Looking at the actual session files, I can see two are created, Lets say session A and B.

Session A is empty (aside from the _ci_last_regenerate property CI creates) and Session B has my data (username and testme property). Looking at my browser application/cookies data I can see that Session A is being loaded only.

So somehow, the post request is counted as an entirely different session then the one my page load uses.

I have used codeigniters session library to set sessions instead of the $_SESSION global, it gives the exact same results as above, I switched to using $_SESSION because I read $this->session->set_userdata() was depricated.

EDIT

I thought id take the extra effort and illustrate the true problem with some pictures:

Loading the page (where I check the session data) creates a session, and making the post request makes a second one, here are the sessions:

The contents of the first one:

__ci_last_regenerate|i:1519850738;

The contents of the second one:

__ci_last_regenerate|i:1519850762;test|s:7:"success";

Theres the data, in the second one.

And heres what the browser is loading. The empty one. This happens consistently, and if I edit the value to match the other session, low and behold it loads my data. So it's more an issue of the session ID being assigned then actually saving the session.

Answer 1

So after a few more hours with the problem I found a solution.

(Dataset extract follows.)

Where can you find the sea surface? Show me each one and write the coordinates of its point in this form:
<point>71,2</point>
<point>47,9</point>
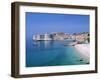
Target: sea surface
<point>52,53</point>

First I tried making the auth request as a get request instead of a post. At first, this seemed to give the same results, but then I noticed while testing, that if I made the request using my browser (Just putting the url into the address bar) it WOULD work. So I figured the issue was with how I was making my request.

So I switched to Axios instead of using fetch() and everything works as expected now. No idea why fetch dosnt work, maybe I need some kind of header or something. Let me know if anyone can shed some light on this.

EDIT:

I have figured out why this happens a month later after reading this line in the MDN documentation for fetch()

By default, fetch won't send or receive any cookies from the server, resulting in unauthenticated requests if the site relies on maintaining a user session (to send cookies, the credentials init option must be set).